Back in 2015, President Barack Obama announced that science “is more than a school subject, or the periodic table, or the properties of waves. It is an approach to the world, a critical way to understand and explore and engage with the world, and then have the capacity to change that world..." It was during this time that the U.S Department of Education developed a Science, Technology, Engineering, and Mathematics (STEM) education initiative to teach these skills to America’s children.
Technology isn’t going anywhere. STEM jobs are on the rise in America and throughout the world. Observatory on Borderless Higher Education has called the current job market a “global race for STEM skills.” Indeed, STEM fields will continue to be some of the most in-demand, highest-paying jobs in the world. Did I mention they’re also some of the happiest and most fulfilling jobs?
STEM for Girls
STEM skills are not just for boys. There is a huge need for more women throughout the STEM industry. Sadly, few girls major in computer science or related fields and there is a huge gender gap in the tech field, including Silicon Valley. By starting at home and in the classroom, and by inspiring a love of STEM subjects in our girls while they are still young, we can hopefully encourage more diversity and better representation in this important field.
No child is too young (or too old) to start learning about science, technology, engineering, or mathematics. Here are some of our favorite resources for children and teenagers.
Goldiblox creates wonderful, educational toys for girls ages 4 years and older. Meanwhile, Tynker can be a fun way to teach computer coding to young children. Need more ideas for younger kids? Here’s a great roundup of STEM activities for preschoolers.
While the Minecraft curriculum mentioned above is still age-appropriate for middle schoolers, your child might also be longing for something different. Why not “graduate” to more advanced (and lifelike) video game development?
Epic Games’ Unreal Engine 4 is a powerful and, not to mention, free video game creation engine. After ensuring that your computer meets the minimum requirements to run the software, you might explain to your child that Unreal Engine 4 is used by professional video game developers to create some of the most popular video games on the planet. It has also been used to create virtual reality worlds, special effects animations, and has even been used by the space industry. It’s intuitive to use and with plenty of online tutorials and free (and paid) resources available for download, just imagine what your child can create!
High schoolers can benefit from lesson plans that are more advanced and include more “real world” projects. While some of the lessons mentioned above, including Unreal Engine, would work well for high schoolers as well, they might also benefit from some of the lessons mentioned here. You could use this as an opportunity to teach your teen about financial literacy and prepare him or her for a possible future career in real estate, banking, accounting, or even design.

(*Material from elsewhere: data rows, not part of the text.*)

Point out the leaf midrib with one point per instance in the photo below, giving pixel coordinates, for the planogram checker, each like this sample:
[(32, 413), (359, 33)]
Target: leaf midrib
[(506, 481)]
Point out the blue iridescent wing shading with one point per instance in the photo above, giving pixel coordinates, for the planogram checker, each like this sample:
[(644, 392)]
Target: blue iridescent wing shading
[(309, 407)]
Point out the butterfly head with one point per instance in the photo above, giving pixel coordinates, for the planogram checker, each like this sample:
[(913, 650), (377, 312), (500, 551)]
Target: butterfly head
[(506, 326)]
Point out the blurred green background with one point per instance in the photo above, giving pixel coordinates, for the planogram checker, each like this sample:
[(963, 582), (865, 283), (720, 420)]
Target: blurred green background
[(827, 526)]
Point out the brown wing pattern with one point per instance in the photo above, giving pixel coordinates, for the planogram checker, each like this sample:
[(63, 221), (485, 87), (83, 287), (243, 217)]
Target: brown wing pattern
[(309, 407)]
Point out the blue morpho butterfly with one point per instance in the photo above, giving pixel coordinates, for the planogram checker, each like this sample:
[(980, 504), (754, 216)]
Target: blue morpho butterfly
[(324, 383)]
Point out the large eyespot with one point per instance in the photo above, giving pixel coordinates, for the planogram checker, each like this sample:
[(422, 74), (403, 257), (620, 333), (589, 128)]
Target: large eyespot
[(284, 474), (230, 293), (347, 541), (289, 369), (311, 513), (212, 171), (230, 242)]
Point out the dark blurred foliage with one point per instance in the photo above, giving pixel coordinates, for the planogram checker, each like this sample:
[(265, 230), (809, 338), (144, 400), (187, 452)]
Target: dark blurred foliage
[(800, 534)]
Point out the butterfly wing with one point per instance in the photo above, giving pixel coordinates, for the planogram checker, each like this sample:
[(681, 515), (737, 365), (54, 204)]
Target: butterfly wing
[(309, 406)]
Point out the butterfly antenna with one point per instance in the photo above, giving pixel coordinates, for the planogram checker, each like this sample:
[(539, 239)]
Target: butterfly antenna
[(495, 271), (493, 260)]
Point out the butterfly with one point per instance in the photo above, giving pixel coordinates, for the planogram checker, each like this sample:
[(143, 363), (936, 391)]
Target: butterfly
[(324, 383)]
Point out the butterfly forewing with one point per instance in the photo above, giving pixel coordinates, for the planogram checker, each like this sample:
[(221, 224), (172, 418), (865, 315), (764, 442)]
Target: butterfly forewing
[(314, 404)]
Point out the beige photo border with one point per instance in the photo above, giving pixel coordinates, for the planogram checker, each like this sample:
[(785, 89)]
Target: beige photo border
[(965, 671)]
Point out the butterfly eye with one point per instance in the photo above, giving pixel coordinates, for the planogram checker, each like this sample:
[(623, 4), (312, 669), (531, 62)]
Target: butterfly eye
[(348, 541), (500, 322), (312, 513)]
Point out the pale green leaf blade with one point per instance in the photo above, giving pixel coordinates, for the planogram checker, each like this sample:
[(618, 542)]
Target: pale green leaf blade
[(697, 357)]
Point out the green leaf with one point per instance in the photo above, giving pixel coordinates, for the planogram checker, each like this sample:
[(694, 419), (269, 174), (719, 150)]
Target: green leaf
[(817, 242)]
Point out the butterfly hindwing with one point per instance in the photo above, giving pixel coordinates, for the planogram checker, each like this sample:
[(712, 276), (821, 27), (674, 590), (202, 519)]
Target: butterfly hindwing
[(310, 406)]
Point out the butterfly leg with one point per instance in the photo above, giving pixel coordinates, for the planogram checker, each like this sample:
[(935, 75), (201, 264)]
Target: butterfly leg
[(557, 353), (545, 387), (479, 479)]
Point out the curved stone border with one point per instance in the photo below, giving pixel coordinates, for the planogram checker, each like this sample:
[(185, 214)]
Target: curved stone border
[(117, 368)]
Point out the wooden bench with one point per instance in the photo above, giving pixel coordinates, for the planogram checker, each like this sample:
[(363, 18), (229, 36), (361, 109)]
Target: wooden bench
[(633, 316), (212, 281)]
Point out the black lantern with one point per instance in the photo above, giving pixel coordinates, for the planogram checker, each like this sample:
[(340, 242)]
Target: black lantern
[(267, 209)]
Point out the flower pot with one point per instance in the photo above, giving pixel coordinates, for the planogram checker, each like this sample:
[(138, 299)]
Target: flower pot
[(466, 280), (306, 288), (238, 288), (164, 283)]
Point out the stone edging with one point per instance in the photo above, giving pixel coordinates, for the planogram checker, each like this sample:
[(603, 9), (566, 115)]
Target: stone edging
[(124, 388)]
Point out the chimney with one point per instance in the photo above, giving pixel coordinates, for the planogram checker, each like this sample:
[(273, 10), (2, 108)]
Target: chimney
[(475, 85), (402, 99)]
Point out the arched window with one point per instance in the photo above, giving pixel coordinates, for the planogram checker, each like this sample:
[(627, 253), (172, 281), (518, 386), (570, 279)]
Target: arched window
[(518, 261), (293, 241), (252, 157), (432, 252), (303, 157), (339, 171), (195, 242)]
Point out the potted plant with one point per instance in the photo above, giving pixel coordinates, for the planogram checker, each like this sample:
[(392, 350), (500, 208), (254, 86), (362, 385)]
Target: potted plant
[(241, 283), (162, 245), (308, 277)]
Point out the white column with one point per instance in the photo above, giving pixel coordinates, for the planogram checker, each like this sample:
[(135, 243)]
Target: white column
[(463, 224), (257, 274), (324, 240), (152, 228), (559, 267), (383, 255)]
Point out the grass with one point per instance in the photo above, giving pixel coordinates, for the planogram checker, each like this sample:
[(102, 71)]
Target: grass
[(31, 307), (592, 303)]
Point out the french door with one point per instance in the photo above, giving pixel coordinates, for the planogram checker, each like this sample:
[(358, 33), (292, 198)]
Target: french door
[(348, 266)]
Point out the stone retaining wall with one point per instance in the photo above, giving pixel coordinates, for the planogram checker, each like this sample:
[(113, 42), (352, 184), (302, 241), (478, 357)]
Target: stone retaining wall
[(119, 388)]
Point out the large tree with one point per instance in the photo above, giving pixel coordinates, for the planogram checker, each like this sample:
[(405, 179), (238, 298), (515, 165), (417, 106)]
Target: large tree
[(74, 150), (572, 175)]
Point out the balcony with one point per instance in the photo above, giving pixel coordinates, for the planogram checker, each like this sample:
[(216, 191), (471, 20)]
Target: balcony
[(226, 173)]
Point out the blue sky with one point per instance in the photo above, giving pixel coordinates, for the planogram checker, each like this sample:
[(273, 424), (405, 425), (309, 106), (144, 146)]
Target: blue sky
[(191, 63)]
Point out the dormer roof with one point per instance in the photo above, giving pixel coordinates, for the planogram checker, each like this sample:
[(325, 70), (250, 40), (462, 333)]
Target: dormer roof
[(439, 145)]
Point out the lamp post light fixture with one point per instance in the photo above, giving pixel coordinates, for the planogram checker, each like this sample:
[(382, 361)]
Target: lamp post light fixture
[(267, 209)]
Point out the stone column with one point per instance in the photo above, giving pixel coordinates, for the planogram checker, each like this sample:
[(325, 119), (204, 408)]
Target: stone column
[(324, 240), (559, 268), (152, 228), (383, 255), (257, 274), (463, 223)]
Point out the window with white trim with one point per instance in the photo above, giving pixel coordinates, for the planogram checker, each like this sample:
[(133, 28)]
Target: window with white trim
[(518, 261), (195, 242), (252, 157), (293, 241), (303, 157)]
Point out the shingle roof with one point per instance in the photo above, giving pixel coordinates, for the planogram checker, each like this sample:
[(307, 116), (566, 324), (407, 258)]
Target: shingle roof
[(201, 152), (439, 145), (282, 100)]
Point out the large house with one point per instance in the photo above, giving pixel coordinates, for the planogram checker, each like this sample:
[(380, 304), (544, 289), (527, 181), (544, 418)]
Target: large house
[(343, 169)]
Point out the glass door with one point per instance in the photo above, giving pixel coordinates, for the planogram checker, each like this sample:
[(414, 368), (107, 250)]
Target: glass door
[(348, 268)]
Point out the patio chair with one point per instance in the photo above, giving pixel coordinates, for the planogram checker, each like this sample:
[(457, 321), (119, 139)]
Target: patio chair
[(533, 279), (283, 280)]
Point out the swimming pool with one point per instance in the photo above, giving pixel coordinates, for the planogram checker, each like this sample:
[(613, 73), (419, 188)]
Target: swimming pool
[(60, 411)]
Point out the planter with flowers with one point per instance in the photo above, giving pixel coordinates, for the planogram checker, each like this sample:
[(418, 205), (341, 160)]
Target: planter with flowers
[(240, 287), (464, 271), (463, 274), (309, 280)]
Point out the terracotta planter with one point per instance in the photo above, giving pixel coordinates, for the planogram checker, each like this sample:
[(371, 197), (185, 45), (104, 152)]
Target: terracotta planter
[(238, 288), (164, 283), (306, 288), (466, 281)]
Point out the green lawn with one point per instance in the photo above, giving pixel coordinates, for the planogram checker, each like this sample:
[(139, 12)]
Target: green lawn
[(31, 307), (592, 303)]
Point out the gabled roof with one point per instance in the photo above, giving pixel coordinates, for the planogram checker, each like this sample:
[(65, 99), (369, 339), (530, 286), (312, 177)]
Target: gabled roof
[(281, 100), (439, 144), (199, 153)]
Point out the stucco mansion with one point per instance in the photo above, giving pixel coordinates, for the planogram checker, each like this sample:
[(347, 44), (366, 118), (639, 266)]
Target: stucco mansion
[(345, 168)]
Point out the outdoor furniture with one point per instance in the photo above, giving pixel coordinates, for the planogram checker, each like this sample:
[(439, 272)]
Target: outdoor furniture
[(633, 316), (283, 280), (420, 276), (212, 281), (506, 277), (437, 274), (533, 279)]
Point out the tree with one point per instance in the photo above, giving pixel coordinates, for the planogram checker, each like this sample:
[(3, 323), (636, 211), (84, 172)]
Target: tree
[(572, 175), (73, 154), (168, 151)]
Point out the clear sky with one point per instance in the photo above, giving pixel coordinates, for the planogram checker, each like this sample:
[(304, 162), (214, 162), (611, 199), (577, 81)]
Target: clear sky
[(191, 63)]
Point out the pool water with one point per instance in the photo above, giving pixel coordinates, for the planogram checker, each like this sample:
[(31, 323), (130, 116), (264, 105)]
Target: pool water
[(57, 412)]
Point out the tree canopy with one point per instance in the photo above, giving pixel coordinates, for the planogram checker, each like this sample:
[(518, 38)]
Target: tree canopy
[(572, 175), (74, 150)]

Keep in mind that the resources listed above are not an exhaustive list. By doing a quick Google search, you can find many more resources, curriculum outlines, lesson plans, and activities. You might even search for local STEM clubs for children in your area. If you’re interested in paying for STEM lessons, iD Tech offers a summer camp program for children in preschool through high school. Need something online? Skillcrush and Treehouse are two paid options with beginners’ coding classes that could easily work for high schoolers.